Developer and DBA should be mindful of a subtle yet very important aspect of AlwaysOn. There are 2 modes of data synchronization between Primary and Secondary replicas: Synchronous and Asynchronous:

  • In Synchronous mode, both Primary and Secondary replicas view the data at the same time the same way. Basically the operation is committed only when both Primary and Secondary replicas commiited. In this mode of replication it is safe to send read-only queries via a separate connection because they will be able to pick up the results of the read-write queries immediately
  • In Asynchronous replication mode, Secondary replica is applying transaction log with a delay and can theoretically fall behind a Primary for more than a few seconds. If an application that has just inserted a data into the Primary replica (via ReadWrite connection) queries for it on the Secondary it may not find it since the transaction log hasn’t been committed yet on the Secondary replica. In this case it isn’t generally safe to split a single application into two workflows. However in certain scenarios this is acceptable if application doesn’t make any assuptions about data availability between reads and writes.

Q: What algorithm(s) does the ReadOnly connection router use when ApplicationIntent=ReadOnly?

A: We’ve built a foundation for connection routing. This was a first iteration of functionality and doesn”t include all the features we”d like. For example, in future we may add resource governance to connection routing. It might even be possible to configure entirely custom routing algorithm, including random or event normal distribution. We received numerous comments about the types of algorithms customers would like to use for their solutions.

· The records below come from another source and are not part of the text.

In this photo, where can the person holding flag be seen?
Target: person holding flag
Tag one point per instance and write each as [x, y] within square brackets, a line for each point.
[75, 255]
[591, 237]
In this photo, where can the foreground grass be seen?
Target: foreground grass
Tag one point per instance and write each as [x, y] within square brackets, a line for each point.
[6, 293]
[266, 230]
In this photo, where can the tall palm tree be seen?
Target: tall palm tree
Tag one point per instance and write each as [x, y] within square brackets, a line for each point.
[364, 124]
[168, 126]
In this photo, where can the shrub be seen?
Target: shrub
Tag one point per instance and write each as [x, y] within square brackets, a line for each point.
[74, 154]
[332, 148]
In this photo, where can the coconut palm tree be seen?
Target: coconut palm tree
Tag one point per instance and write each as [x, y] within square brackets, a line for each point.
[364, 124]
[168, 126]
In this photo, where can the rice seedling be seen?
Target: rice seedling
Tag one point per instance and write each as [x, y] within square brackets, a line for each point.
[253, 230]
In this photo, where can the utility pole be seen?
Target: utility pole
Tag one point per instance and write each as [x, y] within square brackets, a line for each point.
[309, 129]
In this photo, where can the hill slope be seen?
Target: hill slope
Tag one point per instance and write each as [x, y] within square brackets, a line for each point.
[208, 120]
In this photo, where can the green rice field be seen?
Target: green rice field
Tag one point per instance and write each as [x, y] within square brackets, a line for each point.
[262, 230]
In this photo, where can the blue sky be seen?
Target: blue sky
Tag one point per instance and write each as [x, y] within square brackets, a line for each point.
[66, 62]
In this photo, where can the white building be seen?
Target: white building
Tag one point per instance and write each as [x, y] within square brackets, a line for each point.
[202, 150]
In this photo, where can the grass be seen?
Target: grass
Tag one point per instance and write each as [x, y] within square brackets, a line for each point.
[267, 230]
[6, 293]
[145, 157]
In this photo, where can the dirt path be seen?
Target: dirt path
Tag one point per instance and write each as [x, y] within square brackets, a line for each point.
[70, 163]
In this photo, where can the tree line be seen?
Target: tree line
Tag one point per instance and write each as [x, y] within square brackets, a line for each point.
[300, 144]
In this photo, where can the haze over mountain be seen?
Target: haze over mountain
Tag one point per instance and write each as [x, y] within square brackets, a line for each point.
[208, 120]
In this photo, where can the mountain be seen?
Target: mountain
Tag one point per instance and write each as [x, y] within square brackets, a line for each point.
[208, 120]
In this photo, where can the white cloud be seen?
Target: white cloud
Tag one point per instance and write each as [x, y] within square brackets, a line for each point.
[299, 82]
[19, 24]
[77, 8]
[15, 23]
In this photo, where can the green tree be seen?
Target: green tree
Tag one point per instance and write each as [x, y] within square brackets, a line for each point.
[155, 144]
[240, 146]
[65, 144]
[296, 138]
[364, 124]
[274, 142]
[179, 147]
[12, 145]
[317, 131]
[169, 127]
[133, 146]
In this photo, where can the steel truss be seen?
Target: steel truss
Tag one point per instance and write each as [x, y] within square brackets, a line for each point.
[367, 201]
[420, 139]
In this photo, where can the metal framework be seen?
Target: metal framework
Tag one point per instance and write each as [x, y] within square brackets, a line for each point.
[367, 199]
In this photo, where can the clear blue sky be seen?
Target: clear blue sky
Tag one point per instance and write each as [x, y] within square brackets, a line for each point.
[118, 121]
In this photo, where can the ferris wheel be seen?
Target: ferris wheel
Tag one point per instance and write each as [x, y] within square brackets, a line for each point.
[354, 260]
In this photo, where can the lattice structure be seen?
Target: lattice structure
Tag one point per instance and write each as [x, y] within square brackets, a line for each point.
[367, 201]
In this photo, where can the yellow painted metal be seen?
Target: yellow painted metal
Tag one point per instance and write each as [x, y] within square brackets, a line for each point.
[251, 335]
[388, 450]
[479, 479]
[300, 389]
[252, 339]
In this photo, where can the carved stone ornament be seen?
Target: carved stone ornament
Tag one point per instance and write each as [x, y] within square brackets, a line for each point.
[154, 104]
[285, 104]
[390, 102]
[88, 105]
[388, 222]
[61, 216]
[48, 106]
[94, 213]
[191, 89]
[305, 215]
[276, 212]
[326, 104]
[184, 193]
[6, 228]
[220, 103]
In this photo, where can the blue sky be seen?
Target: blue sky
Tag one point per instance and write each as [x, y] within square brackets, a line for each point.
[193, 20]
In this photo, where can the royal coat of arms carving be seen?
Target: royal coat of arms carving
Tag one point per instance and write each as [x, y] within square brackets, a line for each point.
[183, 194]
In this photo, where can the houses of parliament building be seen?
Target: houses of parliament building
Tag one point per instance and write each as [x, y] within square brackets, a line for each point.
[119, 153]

Going back to your question – the only algorithm that is currently supported is sequential traversal of the routing list to the end. It is not a round-robin in a sense that it doesn”t wrap around when the end of the list is reached. Primary replica strictly traverses the list and looks for the first replica that can serve the connection request. Once found, all subsequent read-only connections are routed to it. Only availability group state changes (e.g. failover, replica state change, etc.) can cause read-only target recalculation.

We recognize that this algorithm is limited. Please keep in mind that it serves it’s purpose – keep the read-only applications running. If we introduced random distribution or even round-robin, it could have broken numerous applications, that establish multiple independent connections and expect data to be consistent across all of them. If primary replica were choosing different replicas upon each request, then not only it would increase load on the primary replica, it would also result in different connections going to different replicas and thus having different view of the world due to asynchronous data replication between instances.